UABDivulga - Barcelona recerca i innovació

The increasing interest for biosensors and especially genosensors during recent years is motivated by the needs of realizing very rapid analysis with simple equipment, and involving lower costs compared to the more classical techniques.

The determination of genes is a current demand in fields like food and water contamination, detection of pathogens and diagnostic of genetic diseases, tests on food fraud or breeding origin, plus applications to forensic issues.
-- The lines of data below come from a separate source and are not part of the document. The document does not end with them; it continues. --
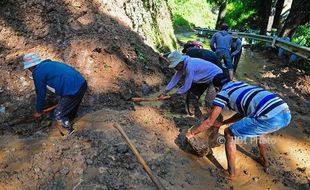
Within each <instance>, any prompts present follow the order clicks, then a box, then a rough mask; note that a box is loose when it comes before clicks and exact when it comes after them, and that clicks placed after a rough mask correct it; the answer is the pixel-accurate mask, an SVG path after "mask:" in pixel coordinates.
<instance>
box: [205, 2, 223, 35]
mask: <svg viewBox="0 0 310 190" xmlns="http://www.w3.org/2000/svg"><path fill="white" fill-rule="evenodd" d="M207 2H209V3H212V4H215V5H216V6H218V7H219V13H218V15H217V20H216V24H215V29H219V28H220V26H221V24H222V23H223V22H224V19H225V15H226V6H227V2H228V0H207Z"/></svg>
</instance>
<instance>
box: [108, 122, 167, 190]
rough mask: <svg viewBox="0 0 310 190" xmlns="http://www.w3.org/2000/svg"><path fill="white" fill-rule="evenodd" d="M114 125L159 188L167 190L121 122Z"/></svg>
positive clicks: (113, 125) (158, 188)
mask: <svg viewBox="0 0 310 190" xmlns="http://www.w3.org/2000/svg"><path fill="white" fill-rule="evenodd" d="M113 126H114V127H115V128H116V129H117V130H118V131H119V132H120V133H121V135H122V136H123V138H124V139H125V141H126V142H127V144H128V146H129V147H130V149H131V150H132V152H133V153H134V155H135V156H136V158H137V160H138V162H139V163H140V164H141V165H142V166H143V169H144V170H145V171H146V173H147V174H148V175H149V177H150V178H151V180H152V181H153V182H154V184H155V185H156V187H157V189H159V190H166V188H165V187H164V186H163V184H162V183H161V182H160V181H159V179H158V178H157V177H156V176H155V175H154V174H153V172H152V170H151V169H150V167H149V166H148V165H147V163H146V162H145V161H144V159H143V158H142V156H141V155H140V153H139V152H138V150H137V149H136V147H135V145H134V144H133V143H132V142H131V141H130V139H129V138H128V136H127V135H126V133H125V131H124V130H123V129H122V127H121V126H120V125H119V124H117V123H115V124H114V125H113Z"/></svg>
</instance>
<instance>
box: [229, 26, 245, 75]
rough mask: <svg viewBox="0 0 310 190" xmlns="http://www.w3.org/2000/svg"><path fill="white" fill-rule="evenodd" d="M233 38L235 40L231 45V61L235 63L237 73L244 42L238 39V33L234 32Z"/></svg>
mask: <svg viewBox="0 0 310 190" xmlns="http://www.w3.org/2000/svg"><path fill="white" fill-rule="evenodd" d="M231 37H232V39H233V41H232V44H231V61H232V63H233V67H234V72H236V70H237V66H238V63H239V61H240V57H241V53H242V42H241V40H240V38H238V33H236V32H233V33H232V35H231Z"/></svg>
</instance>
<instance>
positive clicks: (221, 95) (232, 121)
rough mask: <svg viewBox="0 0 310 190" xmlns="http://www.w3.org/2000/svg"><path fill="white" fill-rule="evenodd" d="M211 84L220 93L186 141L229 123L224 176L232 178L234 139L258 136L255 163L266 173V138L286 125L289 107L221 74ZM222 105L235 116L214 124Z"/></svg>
mask: <svg viewBox="0 0 310 190" xmlns="http://www.w3.org/2000/svg"><path fill="white" fill-rule="evenodd" d="M213 85H214V86H215V88H218V89H220V91H219V92H218V94H217V95H216V98H215V99H214V101H213V107H212V109H211V110H210V112H209V117H208V118H207V119H206V120H205V121H203V123H202V124H201V125H200V126H199V127H197V128H194V129H191V130H190V131H189V132H188V133H187V134H186V137H187V139H190V138H192V137H193V136H194V135H196V134H199V133H201V132H203V131H206V130H207V129H209V128H210V127H211V126H214V127H218V128H220V126H222V125H228V124H231V125H230V126H229V127H228V128H226V129H225V130H224V134H225V139H226V142H225V151H226V158H227V166H228V170H227V171H226V173H225V177H226V178H227V179H234V178H235V174H236V171H235V160H236V156H235V154H236V144H235V141H234V139H236V138H238V139H245V138H248V137H250V138H253V137H258V141H257V144H258V148H259V150H260V156H259V158H258V161H259V163H260V164H261V165H262V166H263V167H264V170H265V171H267V169H268V160H267V143H266V142H267V140H266V137H265V135H267V134H269V133H272V132H275V131H278V130H279V129H281V128H284V127H286V126H287V125H289V123H290V121H291V114H290V110H289V107H288V105H287V104H286V103H285V102H284V101H283V100H282V99H281V98H279V97H278V96H277V95H276V94H274V93H272V92H269V91H267V90H264V89H263V88H261V87H257V86H252V85H249V84H247V83H245V82H240V81H230V80H229V79H228V78H227V77H226V75H224V74H218V75H216V76H215V77H214V78H213ZM225 106H227V107H228V108H229V109H232V110H234V111H236V112H237V113H236V114H235V115H233V116H232V117H231V118H229V119H227V120H225V121H223V122H218V121H216V119H217V118H218V116H219V115H220V113H221V111H222V109H224V107H225Z"/></svg>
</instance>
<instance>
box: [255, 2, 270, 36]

DNA biosensor technologies are rapidly developing as an alternative to the classical gene assays, due to their potential miniaturization, portability and in situ analysis. Among available detection techniques, Electrochemical Impedance Spectroscopy is rapidly developing as a tool for studying biosensing events at the surface of an electrode, such as DNA hybridization. In addition, this technique presents also the advantage to allow the analysis of unlabelled DNA sequences.

In the past few years the use of nanoscale materials for electrochemical biosensing has seen explosive growth.  The huge interest in nanomaterials is due to the ability to tailor their size and structure and to the exceptional properties they present compared to the bulk material. The use of nanomaterials in impedimetric genosensing is focused either on the development of new platform or on the conjugation of DNA sequences with the former in order to enhance the impedimetric signal, thus improving the sensitivity of the system.
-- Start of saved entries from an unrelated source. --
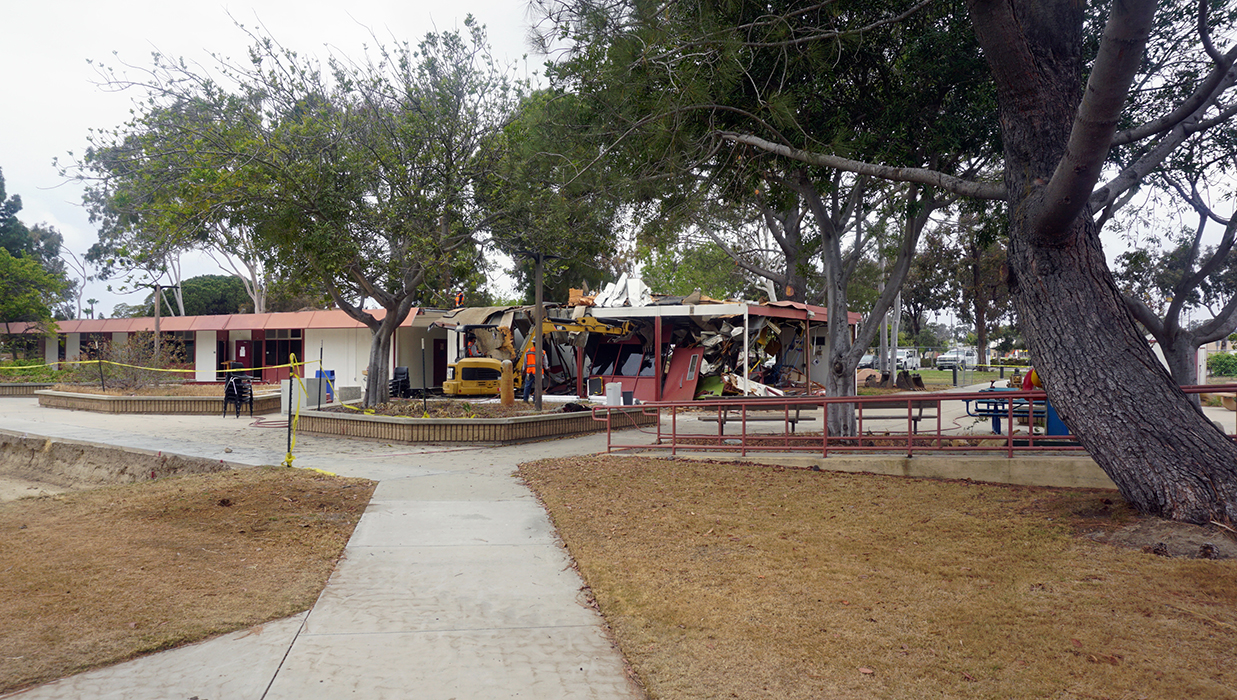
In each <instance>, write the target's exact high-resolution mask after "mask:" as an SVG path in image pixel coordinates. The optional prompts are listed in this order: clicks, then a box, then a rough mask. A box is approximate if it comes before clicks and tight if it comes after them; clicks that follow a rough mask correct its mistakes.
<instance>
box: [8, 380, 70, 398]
mask: <svg viewBox="0 0 1237 700" xmlns="http://www.w3.org/2000/svg"><path fill="white" fill-rule="evenodd" d="M53 386H56V385H53V383H37V382H0V396H35V392H36V391H42V390H45V388H52V387H53Z"/></svg>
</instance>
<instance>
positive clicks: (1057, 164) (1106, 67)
mask: <svg viewBox="0 0 1237 700" xmlns="http://www.w3.org/2000/svg"><path fill="white" fill-rule="evenodd" d="M1154 19H1155V1H1154V0H1126V1H1122V2H1113V5H1112V15H1111V16H1110V17H1108V23H1107V25H1106V26H1105V28H1103V37H1102V38H1101V40H1100V54H1098V56H1097V57H1096V59H1095V66H1094V67H1092V69H1091V77H1090V78H1089V79H1087V84H1086V92H1085V93H1084V95H1082V104H1081V105H1079V110H1077V114H1076V115H1075V117H1074V126H1072V129H1071V130H1070V140H1069V143H1068V145H1066V147H1065V155H1064V156H1063V157H1061V160H1060V162H1059V163H1058V164H1056V172H1054V173H1053V177H1051V179H1050V181H1049V182H1048V184H1047V186H1045V187H1044V190H1043V192H1042V193H1040V194H1039V199H1040V200H1042V202H1043V203H1044V204H1047V205H1045V207H1043V208H1042V209H1040V210H1042V211H1043V213H1042V214H1040V215H1039V216H1037V220H1033V221H1032V230H1033V231H1034V234H1035V235H1037V236H1038V237H1042V239H1045V240H1055V239H1059V237H1061V236H1063V235H1064V234H1065V231H1068V230H1069V228H1070V223H1071V221H1074V219H1076V218H1077V216H1079V214H1081V213H1082V210H1084V209H1085V208H1086V207H1087V203H1089V200H1090V198H1091V194H1092V192H1094V189H1095V184H1096V182H1098V179H1100V174H1101V172H1102V169H1103V162H1105V160H1106V158H1107V157H1108V150H1110V148H1111V143H1112V136H1113V134H1115V132H1116V129H1117V120H1118V119H1121V113H1122V110H1123V109H1124V106H1126V96H1127V94H1128V93H1129V85H1131V84H1132V83H1133V79H1134V75H1136V73H1137V72H1138V66H1139V63H1141V61H1142V57H1143V49H1144V48H1145V46H1147V37H1148V36H1149V35H1150V31H1152V25H1153V21H1154Z"/></svg>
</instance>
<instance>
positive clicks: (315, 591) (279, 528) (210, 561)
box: [0, 467, 374, 693]
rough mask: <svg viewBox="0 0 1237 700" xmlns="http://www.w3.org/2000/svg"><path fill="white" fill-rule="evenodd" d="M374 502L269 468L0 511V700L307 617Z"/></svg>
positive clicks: (367, 490)
mask: <svg viewBox="0 0 1237 700" xmlns="http://www.w3.org/2000/svg"><path fill="white" fill-rule="evenodd" d="M372 491H374V482H371V481H365V480H360V479H338V477H333V476H325V475H322V474H318V472H313V471H303V470H291V469H275V467H268V469H251V470H241V471H229V472H220V474H208V475H193V476H184V477H169V479H163V480H160V481H153V482H146V484H140V485H126V486H114V487H106V489H99V490H95V491H84V492H78V493H72V495H62V496H54V497H42V498H27V500H21V501H12V502H9V503H5V505H4V506H0V532H4V533H5V536H4V540H2V542H4V544H2V548H0V571H2V573H4V575H2V576H0V628H2V630H4V634H2V637H0V693H4V691H6V690H12V689H16V688H21V686H24V685H28V684H32V683H38V681H43V680H49V679H53V678H59V677H64V675H68V674H72V673H77V672H80V670H85V669H89V668H94V667H100V665H106V664H111V663H116V662H120V660H124V659H127V658H132V657H136V655H140V654H143V653H148V652H155V651H158V649H165V648H168V647H173V646H178V644H183V643H188V642H194V641H198V639H203V638H207V637H210V636H214V634H220V633H224V632H230V631H234V630H240V628H244V627H249V626H252V625H257V623H260V622H263V621H268V620H276V618H281V617H287V616H289V615H293V613H296V612H299V611H303V610H307V608H308V607H309V606H310V605H313V601H314V600H315V597H317V596H318V592H319V591H320V590H322V587H323V586H324V585H325V583H327V578H328V576H329V575H330V571H332V569H333V568H334V565H335V561H336V559H338V558H339V555H340V554H341V553H343V550H344V545H345V544H346V543H348V538H349V537H350V536H351V532H353V528H354V527H355V524H356V521H357V519H359V518H360V516H361V513H362V512H364V510H365V506H366V505H367V503H369V498H370V495H371V493H372Z"/></svg>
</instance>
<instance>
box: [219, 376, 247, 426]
mask: <svg viewBox="0 0 1237 700" xmlns="http://www.w3.org/2000/svg"><path fill="white" fill-rule="evenodd" d="M229 403H231V404H235V406H236V417H238V418H240V407H241V404H247V406H249V414H250V416H252V414H254V386H252V385H251V383H250V378H249V377H246V376H242V375H233V376H230V377H228V381H226V382H225V383H224V416H225V417H226V416H228V404H229Z"/></svg>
The commented review article, derived from the completion of the Doctoral Theses by A.Bonanni, summarizes the state of the art of DNA sensors (or genosensors) that utilize electrochemical impedance spectroscopy as the transduction technique. As issue of current interest, it is centered on the use of nanomaterials to develop or to improve performance of these specific biosensors.
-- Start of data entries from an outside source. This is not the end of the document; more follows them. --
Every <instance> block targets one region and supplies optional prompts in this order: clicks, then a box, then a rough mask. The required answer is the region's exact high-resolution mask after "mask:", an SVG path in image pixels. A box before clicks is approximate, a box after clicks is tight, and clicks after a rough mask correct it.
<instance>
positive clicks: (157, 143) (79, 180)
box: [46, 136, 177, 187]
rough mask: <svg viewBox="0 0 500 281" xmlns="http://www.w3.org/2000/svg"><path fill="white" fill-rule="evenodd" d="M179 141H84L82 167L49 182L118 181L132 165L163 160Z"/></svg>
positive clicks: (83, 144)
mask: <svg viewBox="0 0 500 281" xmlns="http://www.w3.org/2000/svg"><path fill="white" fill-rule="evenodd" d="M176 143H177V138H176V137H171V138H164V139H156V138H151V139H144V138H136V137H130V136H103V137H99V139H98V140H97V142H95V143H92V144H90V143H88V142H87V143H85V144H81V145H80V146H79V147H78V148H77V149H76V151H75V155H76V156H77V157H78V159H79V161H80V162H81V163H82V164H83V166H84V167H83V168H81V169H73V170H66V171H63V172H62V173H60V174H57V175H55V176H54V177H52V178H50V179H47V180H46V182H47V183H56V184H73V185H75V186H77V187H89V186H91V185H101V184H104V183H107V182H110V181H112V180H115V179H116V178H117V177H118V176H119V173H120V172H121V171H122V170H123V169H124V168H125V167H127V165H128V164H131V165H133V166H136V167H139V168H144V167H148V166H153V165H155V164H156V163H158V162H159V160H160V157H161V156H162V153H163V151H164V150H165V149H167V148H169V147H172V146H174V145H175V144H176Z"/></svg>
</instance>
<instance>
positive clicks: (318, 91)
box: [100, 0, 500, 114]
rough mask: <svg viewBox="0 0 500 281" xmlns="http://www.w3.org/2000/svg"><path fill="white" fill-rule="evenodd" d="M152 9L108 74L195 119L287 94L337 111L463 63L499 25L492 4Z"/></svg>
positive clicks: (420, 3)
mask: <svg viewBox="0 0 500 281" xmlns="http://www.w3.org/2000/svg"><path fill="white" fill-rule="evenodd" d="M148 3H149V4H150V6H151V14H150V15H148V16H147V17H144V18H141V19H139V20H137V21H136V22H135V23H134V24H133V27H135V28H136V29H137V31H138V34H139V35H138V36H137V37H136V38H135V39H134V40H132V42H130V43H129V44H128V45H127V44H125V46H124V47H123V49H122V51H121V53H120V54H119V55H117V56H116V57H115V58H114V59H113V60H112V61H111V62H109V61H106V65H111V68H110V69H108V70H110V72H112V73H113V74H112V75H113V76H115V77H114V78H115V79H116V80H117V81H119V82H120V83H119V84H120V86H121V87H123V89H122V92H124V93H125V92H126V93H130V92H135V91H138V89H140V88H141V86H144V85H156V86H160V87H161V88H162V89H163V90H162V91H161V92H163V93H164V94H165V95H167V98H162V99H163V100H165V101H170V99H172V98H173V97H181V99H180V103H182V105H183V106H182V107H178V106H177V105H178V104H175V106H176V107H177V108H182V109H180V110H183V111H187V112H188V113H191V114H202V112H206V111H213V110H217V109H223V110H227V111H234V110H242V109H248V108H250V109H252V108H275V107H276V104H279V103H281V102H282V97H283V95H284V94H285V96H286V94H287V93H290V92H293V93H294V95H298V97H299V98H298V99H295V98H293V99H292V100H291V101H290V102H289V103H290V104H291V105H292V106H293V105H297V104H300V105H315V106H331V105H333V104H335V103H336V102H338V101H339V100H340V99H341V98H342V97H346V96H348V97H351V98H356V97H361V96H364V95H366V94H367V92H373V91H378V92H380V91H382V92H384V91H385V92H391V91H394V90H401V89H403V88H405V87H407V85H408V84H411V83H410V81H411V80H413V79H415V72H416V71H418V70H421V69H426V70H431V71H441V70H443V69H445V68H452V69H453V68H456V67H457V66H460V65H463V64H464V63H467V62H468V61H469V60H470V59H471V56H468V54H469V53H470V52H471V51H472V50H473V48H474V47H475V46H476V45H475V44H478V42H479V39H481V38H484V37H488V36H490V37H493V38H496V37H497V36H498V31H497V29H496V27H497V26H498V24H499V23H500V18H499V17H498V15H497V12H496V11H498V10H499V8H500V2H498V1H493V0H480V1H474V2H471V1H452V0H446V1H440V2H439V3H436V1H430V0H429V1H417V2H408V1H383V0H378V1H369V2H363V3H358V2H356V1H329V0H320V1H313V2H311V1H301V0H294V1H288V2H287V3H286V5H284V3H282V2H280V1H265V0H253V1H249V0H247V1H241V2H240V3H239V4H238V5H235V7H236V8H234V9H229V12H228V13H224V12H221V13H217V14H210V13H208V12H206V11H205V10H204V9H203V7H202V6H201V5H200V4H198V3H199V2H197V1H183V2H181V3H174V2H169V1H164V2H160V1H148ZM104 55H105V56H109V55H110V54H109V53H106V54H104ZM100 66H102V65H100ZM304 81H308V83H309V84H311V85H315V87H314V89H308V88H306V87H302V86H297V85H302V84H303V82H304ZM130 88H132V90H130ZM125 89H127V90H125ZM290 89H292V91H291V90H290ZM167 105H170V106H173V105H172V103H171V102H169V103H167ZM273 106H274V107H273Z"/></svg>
It describes the different principles that may be employed in the measuring step and the different formats adopted for detection of a DNA sequence or confirmation or amplification of the finally obtained signal. The use of nanomaterials for the above listed aspects, viz. the use of carbon nanotubes or other nanoscopic elements in the construction of the electrodes, or the use of nanoparticles, mainly gold or quantum dots, for signal enhancement is fully revised and shown with work in our laboratories.